As we look forward to the upcoming 2014 10-K and proxy season, I like to take a look back at the crop of comment letters issued by the Securities and Exchange Commission staff in 2013. While there were a number of trends, following are two that caught my attention.
In 2012, the SEC staff commented heavily on registrant’s disclosure regarding computer security and related topics. While the number of comment letters issued in 2013 relating to cybersecurity was significantly lower than in 2012, the SEC staff continues to issue comment letters focusing on cybersecurity and related risks. From my review of the comment letters and other materials:
- Expect continued SEC focus. SEC Chairman Mary Jo White, in her May 1, 2013 letter responding to an inquiry from Senator John D. (Jay) Rockefeller, IV, stated that she has asked the SEC staff to provide her a “briefing of the current disclosure practices and overall compliance with” the SEC’s cybersecurity guidance, as well as any recommendations regarding further action they may have.
- If your company suffered some form of cybersecurity breach and it was reported in the media, evaluate whether the consequences of the breach were material so as to warrant disclosure in your SEC filings and be prepared to discuss with the SEC staff why disclosure is not required if the disclosure is not provided.
- Consider discussing cybersecurity issues in your MD&A. Simply providing risk factor disclosure may not be sufficient. If cybersecurity issues could have a material adverse effect on your results of operations or if cybersecurity risks may constitute a material known trend or uncertainty, discussion in your MD&A may be appropriate.
The SEC staff has been focusing on executive compensation for quite some time and there is no reason to expect 2014 to be any different. Benchmarking and performance targets continued to draw a significant number of comments from the SEC staff in 2013.
- If your company’s discussion of compensation mentions “compensation survey”, “peer group” or “market data” and does not indicate that the company engages in benchmarking and provide all of the disclosure relating to benchmarking called for by Item 402(b)(2)(xiv) of Regulation S-K (such as identifying the benchmark, its components and peer companies), be prepared to defend the non-disclosure as the SEC staff is likely to comment.

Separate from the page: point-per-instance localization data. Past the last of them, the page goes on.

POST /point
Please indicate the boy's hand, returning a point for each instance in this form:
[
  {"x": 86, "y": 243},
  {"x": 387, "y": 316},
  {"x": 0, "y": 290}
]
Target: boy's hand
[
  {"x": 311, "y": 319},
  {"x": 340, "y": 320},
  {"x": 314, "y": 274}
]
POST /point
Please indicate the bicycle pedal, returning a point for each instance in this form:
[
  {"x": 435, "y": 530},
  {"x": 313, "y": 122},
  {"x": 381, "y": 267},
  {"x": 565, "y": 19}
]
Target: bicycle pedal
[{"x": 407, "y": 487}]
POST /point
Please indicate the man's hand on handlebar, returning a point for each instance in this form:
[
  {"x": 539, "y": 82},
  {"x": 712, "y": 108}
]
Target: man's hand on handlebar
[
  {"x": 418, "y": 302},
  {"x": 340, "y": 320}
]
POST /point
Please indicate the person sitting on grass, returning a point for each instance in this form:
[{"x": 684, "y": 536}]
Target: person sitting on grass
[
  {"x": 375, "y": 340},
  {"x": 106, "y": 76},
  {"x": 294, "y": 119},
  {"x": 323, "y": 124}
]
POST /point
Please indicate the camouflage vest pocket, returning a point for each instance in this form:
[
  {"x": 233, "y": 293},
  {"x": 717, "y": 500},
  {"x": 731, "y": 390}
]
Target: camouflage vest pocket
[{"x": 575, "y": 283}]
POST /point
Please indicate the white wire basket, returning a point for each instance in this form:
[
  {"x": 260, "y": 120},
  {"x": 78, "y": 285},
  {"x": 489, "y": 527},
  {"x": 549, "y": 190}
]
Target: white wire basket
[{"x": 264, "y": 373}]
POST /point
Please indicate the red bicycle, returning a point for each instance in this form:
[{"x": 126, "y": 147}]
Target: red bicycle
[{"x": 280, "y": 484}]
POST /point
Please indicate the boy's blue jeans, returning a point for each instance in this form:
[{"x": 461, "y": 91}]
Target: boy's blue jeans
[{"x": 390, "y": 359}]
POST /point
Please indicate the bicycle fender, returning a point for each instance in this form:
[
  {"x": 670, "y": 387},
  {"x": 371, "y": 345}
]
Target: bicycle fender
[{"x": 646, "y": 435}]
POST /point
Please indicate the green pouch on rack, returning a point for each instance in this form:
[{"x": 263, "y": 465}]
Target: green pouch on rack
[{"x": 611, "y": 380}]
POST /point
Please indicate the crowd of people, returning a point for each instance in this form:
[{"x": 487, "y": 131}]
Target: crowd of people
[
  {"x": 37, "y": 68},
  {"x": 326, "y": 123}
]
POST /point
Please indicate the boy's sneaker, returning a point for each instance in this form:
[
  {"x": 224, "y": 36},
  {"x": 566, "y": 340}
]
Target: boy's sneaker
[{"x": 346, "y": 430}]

- The SEC staff also continues to focus on disclosure relating to performance targets and frequently requests additional disclosure regarding performance targets or objectives. While a formal request for confidential treatment is not required when omitting disclosure of performance target levels or other factors or criteria pursuant to Instruction 4 of Item 402(b) of Regulation S-K, consider preparing a file memo at the time the proxy disclosure is being prepared to support the decision to omit the information. A contemporaneous file memo (or other contemporaneous record, such as a self-addressed e-mail) should simplify responding to any SEC inquiry about the omitted information.